As foreseen, practical challenges have already arisen with respect to the obligation of banks, insurance companies, stok brokersnotaries and others obligers under the AML Act to identify ultimate beneficial owners of legal entities (“UBO“). UBO is defined as an individual having, directly or indirectly, alone or together with other individuals, at least 25% of business shares, stocks, voting rights, or other controlling rights in a company. The definition of UBO also includes an individual who indirectly provides or secures funds for a company and, based on that, has the right to significantly impact the company’s financing and operations.
According to the new AML Act, the obligation to determine UBO entails taking reasonable measures to verify the UBO’s identity, using relevant information from a reliable source. In practice, banks and notaries currently accept only the extract from the business registries as a reliable source for UBO identification. Director of a company registered in Bosnia & Herzegovina will be deemed an UBO only if no one else can be identified as UBO based on the inspection of the commercial registry excerpts for all companies in the ownership chain.
While no issues arise in case of companies with simple ownership structure, obtaining registry extracts from various countries for a plethora of connected legal entities within a reasonable timeframe is often impossible. Some commercial registry execrpts, depending on the country of issuance, may require apostille or even full legalization. By the time the applicant collects all required excerpts, the excerpts collected at the beginning of the process may already expire given that they must not be older than three months.
A particular challenge arises when a listed joint-stock company is in the ownerhip chain.
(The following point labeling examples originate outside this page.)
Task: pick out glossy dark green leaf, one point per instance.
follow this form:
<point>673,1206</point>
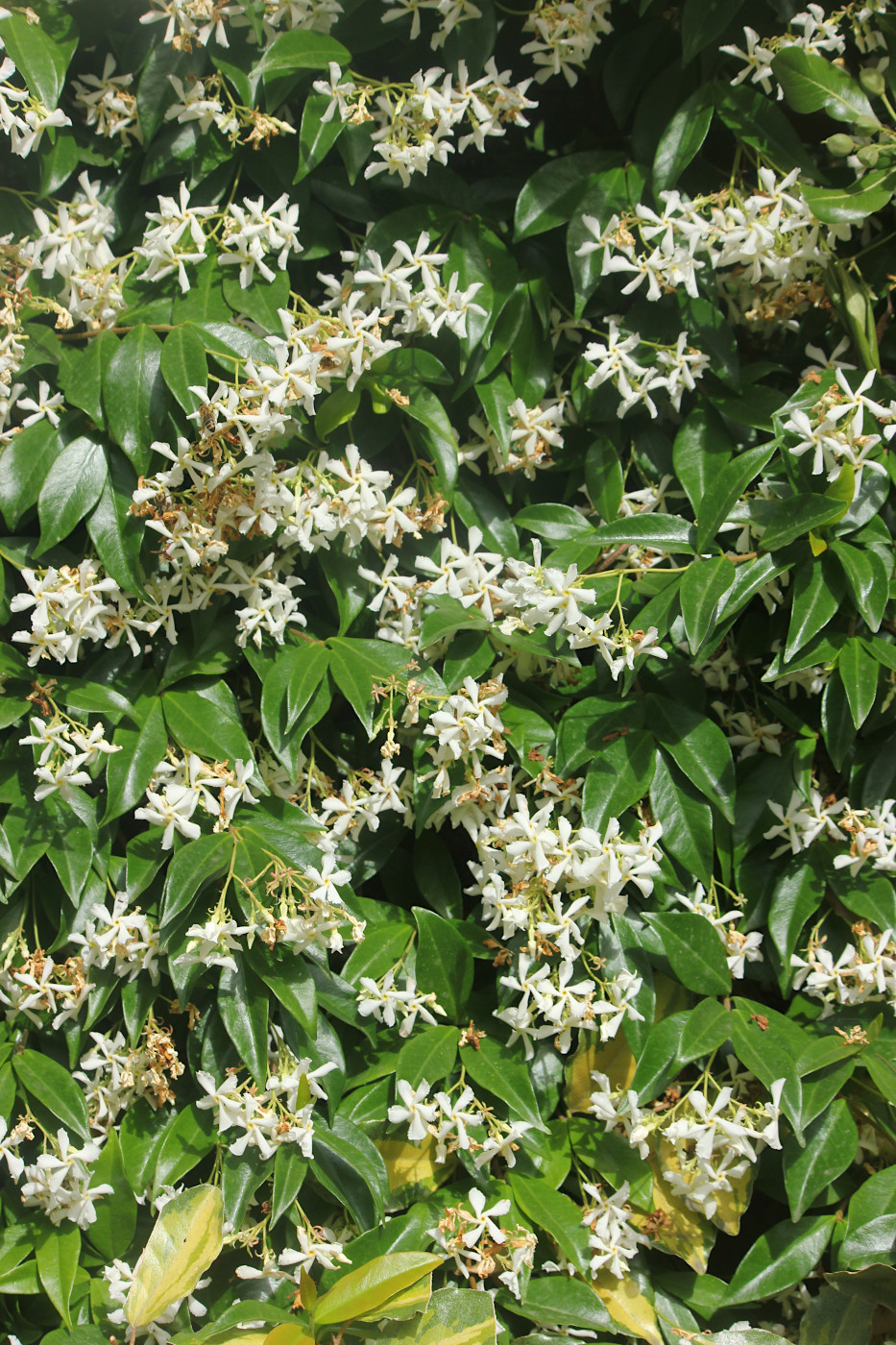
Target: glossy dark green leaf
<point>831,1146</point>
<point>682,137</point>
<point>698,748</point>
<point>779,1258</point>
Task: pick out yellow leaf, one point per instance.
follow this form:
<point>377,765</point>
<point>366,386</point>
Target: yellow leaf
<point>413,1172</point>
<point>627,1307</point>
<point>186,1239</point>
<point>615,1060</point>
<point>288,1333</point>
<point>688,1234</point>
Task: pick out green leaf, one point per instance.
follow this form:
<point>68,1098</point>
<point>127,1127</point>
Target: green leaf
<point>795,518</point>
<point>358,666</point>
<point>660,531</point>
<point>113,1228</point>
<point>811,84</point>
<point>698,746</point>
<point>618,777</point>
<point>244,1012</point>
<point>206,720</point>
<point>451,1317</point>
<point>289,1173</point>
<point>702,450</point>
<point>505,1073</point>
<point>553,192</point>
<point>556,1213</point>
<point>682,137</point>
<point>186,1239</point>
<point>553,522</point>
<point>758,123</point>
<point>57,1253</point>
<point>833,1318</point>
<point>183,365</point>
<point>298,50</point>
<point>130,770</point>
<point>194,864</point>
<point>428,1055</point>
<point>832,1140</point>
<point>114,531</point>
<point>687,818</point>
<point>365,1288</point>
<point>444,962</point>
<point>71,488</point>
<point>818,594</point>
<point>83,374</point>
<point>44,1079</point>
<point>134,397</point>
<point>852,204</point>
<point>24,464</point>
<point>702,588</point>
<point>781,1258</point>
<point>40,60</point>
<point>859,672</point>
<point>694,951</point>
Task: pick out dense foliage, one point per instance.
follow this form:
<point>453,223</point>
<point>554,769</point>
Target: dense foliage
<point>448,752</point>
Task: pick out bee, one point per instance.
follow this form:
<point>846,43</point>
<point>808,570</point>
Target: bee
<point>207,419</point>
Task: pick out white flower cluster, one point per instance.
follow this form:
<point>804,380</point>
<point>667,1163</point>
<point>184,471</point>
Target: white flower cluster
<point>674,370</point>
<point>549,1006</point>
<point>71,245</point>
<point>862,971</point>
<point>611,1236</point>
<point>385,1002</point>
<point>405,293</point>
<point>819,34</point>
<point>113,1075</point>
<point>280,1113</point>
<point>64,748</point>
<point>316,1246</point>
<point>748,733</point>
<point>480,1248</point>
<point>451,15</point>
<point>835,432</point>
<point>702,1147</point>
<point>740,948</point>
<point>40,986</point>
<point>567,33</point>
<point>767,251</point>
<point>60,1180</point>
<point>182,784</point>
<point>23,117</point>
<point>549,598</point>
<point>125,941</point>
<point>107,103</point>
<point>871,831</point>
<point>415,124</point>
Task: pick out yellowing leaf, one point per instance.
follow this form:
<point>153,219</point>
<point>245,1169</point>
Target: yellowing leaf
<point>627,1307</point>
<point>288,1333</point>
<point>369,1287</point>
<point>413,1172</point>
<point>615,1060</point>
<point>186,1239</point>
<point>731,1204</point>
<point>687,1234</point>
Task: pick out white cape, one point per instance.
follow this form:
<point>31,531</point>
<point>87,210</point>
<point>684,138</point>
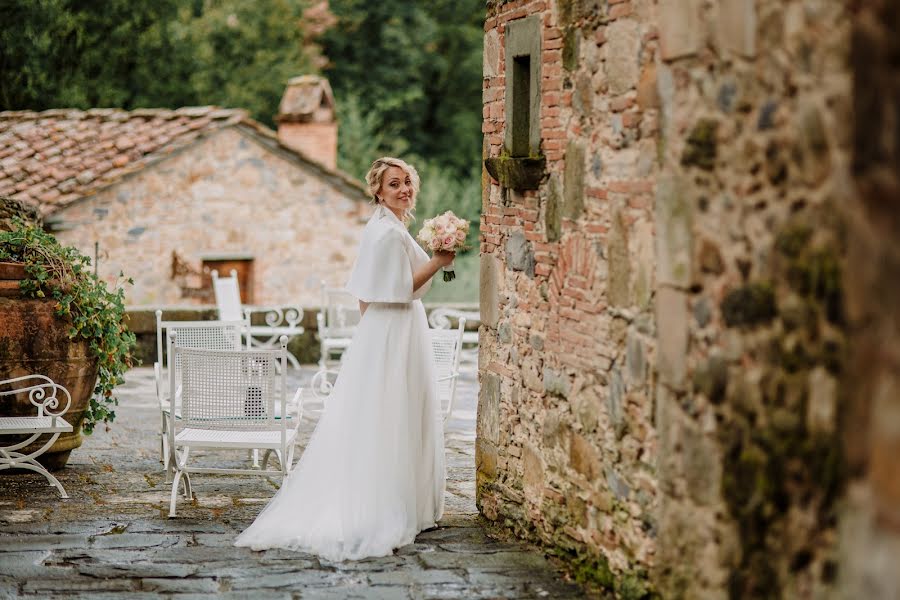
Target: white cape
<point>372,475</point>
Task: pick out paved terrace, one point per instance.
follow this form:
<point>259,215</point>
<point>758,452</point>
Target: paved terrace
<point>112,539</point>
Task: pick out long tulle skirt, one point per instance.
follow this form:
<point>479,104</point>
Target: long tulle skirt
<point>372,475</point>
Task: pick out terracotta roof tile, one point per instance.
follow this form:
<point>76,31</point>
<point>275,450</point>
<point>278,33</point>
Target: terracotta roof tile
<point>56,156</point>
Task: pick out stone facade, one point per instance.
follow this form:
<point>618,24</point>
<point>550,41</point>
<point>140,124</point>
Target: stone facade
<point>680,370</point>
<point>233,193</point>
<point>567,443</point>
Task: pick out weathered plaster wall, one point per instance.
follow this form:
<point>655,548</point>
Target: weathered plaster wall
<point>567,447</point>
<point>870,521</point>
<point>226,194</point>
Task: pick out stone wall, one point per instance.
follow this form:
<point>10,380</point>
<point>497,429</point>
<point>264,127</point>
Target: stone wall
<point>870,521</point>
<point>227,194</point>
<point>566,441</point>
<point>750,304</point>
<point>685,352</point>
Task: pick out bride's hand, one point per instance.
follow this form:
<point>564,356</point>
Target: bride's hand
<point>444,258</point>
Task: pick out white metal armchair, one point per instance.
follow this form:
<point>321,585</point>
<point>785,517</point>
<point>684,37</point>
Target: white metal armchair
<point>207,335</point>
<point>337,320</point>
<point>51,402</point>
<point>284,320</point>
<point>442,318</point>
<point>230,400</point>
<point>447,345</point>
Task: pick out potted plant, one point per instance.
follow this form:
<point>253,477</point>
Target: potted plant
<point>57,318</point>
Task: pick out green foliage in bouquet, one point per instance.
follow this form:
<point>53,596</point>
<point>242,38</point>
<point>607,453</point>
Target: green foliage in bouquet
<point>95,312</point>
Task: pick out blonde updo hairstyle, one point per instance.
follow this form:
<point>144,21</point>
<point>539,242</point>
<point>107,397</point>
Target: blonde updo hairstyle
<point>375,177</point>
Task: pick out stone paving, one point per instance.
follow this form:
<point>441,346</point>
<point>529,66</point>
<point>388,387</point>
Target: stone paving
<point>113,539</point>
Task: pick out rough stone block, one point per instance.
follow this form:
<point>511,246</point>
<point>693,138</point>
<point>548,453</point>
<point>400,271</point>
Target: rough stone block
<point>519,254</point>
<point>573,181</point>
<point>680,28</point>
<point>492,53</point>
<point>489,289</point>
<point>737,26</point>
<point>488,425</point>
<point>623,47</point>
<point>617,291</point>
<point>674,236</point>
<point>584,458</point>
<point>672,323</point>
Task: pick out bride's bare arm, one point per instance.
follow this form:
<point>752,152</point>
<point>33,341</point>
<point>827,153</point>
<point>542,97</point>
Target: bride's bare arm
<point>440,259</point>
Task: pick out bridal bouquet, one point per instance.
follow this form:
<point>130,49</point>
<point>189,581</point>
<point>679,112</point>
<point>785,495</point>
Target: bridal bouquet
<point>445,232</point>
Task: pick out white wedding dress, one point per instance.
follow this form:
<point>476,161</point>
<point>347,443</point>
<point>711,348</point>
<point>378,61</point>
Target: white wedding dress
<point>372,475</point>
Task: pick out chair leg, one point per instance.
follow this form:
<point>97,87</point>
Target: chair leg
<point>174,495</point>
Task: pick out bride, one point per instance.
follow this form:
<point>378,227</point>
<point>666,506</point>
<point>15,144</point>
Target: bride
<point>372,475</point>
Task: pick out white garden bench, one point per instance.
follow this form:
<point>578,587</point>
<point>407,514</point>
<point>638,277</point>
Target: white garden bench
<point>337,320</point>
<point>230,400</point>
<point>51,401</point>
<point>442,318</point>
<point>280,321</point>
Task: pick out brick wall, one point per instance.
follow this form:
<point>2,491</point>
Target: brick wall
<point>566,443</point>
<point>686,354</point>
<point>225,195</point>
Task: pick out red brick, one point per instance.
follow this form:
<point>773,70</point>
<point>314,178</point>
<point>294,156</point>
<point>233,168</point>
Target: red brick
<point>552,70</point>
<point>593,192</point>
<point>630,187</point>
<point>551,44</point>
<point>550,98</point>
<point>631,119</point>
<point>620,10</point>
<point>620,103</point>
<point>553,84</point>
<point>543,269</point>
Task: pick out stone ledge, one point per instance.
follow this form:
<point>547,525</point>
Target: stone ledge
<point>523,173</point>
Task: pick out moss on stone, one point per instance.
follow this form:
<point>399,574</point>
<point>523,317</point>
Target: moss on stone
<point>793,239</point>
<point>571,41</point>
<point>817,274</point>
<point>517,173</point>
<point>752,304</point>
<point>701,146</point>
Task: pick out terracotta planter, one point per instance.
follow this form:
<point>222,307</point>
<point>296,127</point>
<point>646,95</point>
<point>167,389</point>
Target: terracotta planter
<point>34,340</point>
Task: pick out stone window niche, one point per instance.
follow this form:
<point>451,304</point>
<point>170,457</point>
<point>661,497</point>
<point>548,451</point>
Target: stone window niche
<point>224,264</point>
<point>521,166</point>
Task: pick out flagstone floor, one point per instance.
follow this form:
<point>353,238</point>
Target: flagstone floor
<point>112,538</point>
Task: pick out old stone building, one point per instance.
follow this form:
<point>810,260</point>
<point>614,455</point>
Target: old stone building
<point>689,352</point>
<point>165,196</point>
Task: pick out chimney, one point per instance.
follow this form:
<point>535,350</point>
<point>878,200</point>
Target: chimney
<point>306,119</point>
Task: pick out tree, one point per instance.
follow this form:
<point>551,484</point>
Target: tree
<point>417,67</point>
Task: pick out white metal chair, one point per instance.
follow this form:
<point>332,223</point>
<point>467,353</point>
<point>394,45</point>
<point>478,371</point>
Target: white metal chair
<point>230,399</point>
<point>51,401</point>
<point>337,320</point>
<point>447,345</point>
<point>442,318</point>
<point>279,320</point>
<point>206,335</point>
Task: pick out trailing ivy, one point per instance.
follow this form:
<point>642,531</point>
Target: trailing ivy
<point>95,312</point>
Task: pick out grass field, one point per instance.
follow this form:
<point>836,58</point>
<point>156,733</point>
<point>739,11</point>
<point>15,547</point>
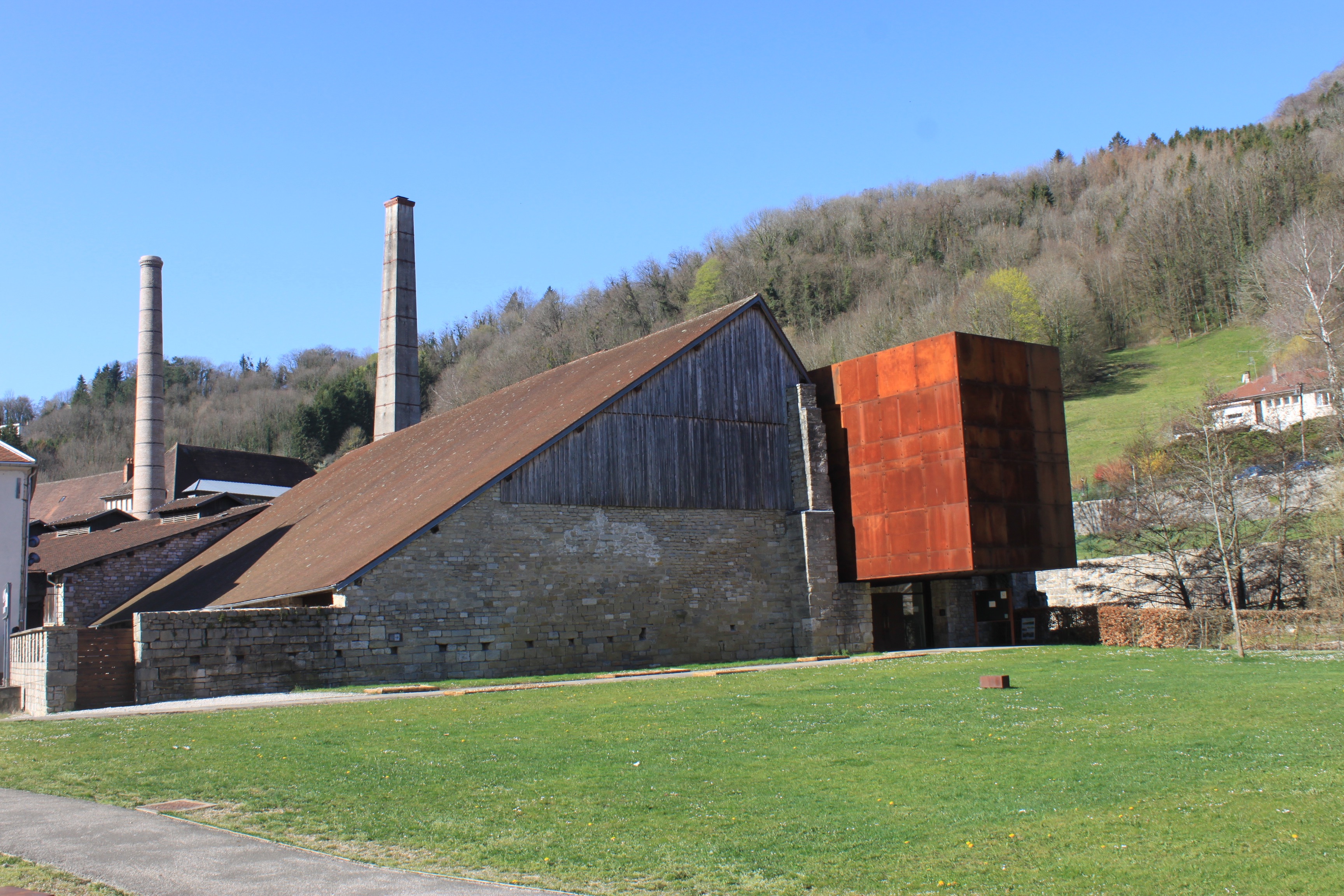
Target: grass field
<point>1102,772</point>
<point>17,872</point>
<point>1148,386</point>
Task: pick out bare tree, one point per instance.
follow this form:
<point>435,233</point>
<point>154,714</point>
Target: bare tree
<point>1304,284</point>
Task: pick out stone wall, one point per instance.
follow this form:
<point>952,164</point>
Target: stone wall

The new AML Act provides that an AML obligor is not obliged to identify UBO of a listed company which is subject to disclosure obligations in accordance with the B&H legislation. As only companies listed in Bosnia & Herzegovina are subject to such disclosure obligations, notaries interpret this provision so to require UBO identification of foreign listed companies. This has in practice led to roadblocks for the parties wishing to sign a notarial deed.
Possible solutions
To overcome these challenges, a risk-based approach instead of a rule-based approach to AML principles is required. The rule-based approach assumes the application of the same level of AML rigour to all cases, without assessing the actual risks posed by actual client. In contrast, the risk-based approach requires a broader perspective that assumes evaluation and tracking of individual risks. This approach results in more meaningful AML controls that do not impede regular business operations.
A practical solution to the current impasse would be to accept the ownership structure chart prepared by the client and an extract from the relevant UBO register of the country in which the ultimate legal entity in the ownership chain is located, rather than require individual registry extracts for each company in the ownership chain. This approach would require that AML obligors establish internal procedures to determine the risk categories and corresponding procedures for each client category.
It remains to be seen whether the implementing regulation, due by 27 August 2024, will contain rules in line with the above recommendation.